Here’s your copy of NAFA’s suit against the DOL

The National Association of Fixed Annuities' suit asks the federal court in the District of Columbia to vacate the DOL’s new fiduciary or conflict-of-interest rule, which could make it harder for insurance agents to sell indexed annuities to IRA owners.

The National Association of Fixed Annuities, which represents primarily manufacturers and distributors of fixed indexed annuities, filed a complaint against the Department of Labor in U.S. District Court, District of Columbia, on June 2, only hours after a similar suit was filed in federal court in Dallas, Texas, by financial services trade groups, the U.S. Chamber of Commerce and the Insured Retirement Institute.

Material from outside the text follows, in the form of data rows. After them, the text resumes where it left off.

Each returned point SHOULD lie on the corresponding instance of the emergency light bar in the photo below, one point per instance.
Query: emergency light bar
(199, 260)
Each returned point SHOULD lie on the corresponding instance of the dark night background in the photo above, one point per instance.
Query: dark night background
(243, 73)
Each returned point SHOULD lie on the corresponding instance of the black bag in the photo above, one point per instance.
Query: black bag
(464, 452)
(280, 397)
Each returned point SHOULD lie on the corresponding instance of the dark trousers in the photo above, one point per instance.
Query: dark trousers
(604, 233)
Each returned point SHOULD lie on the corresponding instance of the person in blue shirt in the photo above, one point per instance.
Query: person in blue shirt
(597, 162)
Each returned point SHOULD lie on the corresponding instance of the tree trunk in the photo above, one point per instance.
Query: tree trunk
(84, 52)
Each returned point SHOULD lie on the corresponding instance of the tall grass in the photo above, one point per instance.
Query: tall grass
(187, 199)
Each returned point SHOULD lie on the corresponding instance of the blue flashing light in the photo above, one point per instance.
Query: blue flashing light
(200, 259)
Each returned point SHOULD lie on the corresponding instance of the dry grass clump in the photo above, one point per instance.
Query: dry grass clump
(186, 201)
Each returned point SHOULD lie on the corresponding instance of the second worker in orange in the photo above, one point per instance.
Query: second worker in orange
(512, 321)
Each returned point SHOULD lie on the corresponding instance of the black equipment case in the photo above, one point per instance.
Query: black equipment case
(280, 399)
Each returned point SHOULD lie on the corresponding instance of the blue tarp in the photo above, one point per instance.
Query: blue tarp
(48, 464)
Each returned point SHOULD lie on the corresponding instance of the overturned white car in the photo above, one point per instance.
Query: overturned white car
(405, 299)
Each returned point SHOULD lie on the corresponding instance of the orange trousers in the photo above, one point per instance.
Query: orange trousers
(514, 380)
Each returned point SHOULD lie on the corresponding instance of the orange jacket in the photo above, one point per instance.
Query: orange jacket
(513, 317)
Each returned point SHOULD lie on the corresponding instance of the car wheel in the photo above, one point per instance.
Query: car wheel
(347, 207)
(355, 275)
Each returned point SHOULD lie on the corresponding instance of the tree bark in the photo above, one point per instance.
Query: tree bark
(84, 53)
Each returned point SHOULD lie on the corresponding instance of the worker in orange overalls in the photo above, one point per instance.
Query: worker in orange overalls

With more than $15 billion in sales in the first quarter of 2016, indexed annuities are the strongest-selling product category in the annuity industry. The new rule threatens to regulate the sale of indexed annuities to IRA owners, who represent a multi-trillion-dollar potential market for FIAs, more tightly.  

Like the IRI suit, the NAFA suit asks the court to vacate the DOL’s new fiduciary or conflict-of-interest rule, which extends the type of regulation that governs 401(k) plans to IRAs for the first time, thus turning the sale of commissioned products, such as annuities, to IRA owners into transactions that are prohibited except by special exemption.

Unlike the IRI suit, the NAFA suit asks the court for an injunction to halt the implementation of the DOL rule. Among other things, the complaint claims that the DOL changed the rules for selling indexed annuities without warning and without offering the indexed annuity industry a chance to respond, that the DOL didn’t consider the economic impact of its new rule on that industry, and that the DOL failed to adequately define the meaning of “reasonable compensation.”

In drafting the final version of its new rule, the DOL unexpectedly changed the rule under which indexed annuities can be sold to IRA owners from the “Prohibited Transaction Exemption 84-24” to the new “Best Interest Contract Exemption,” or BICE. The BICE requires those sales to be made solely in the clients’ interest, “without regard to” the seller’s compensation, and carries a greater burden of legal accountability for not doing so.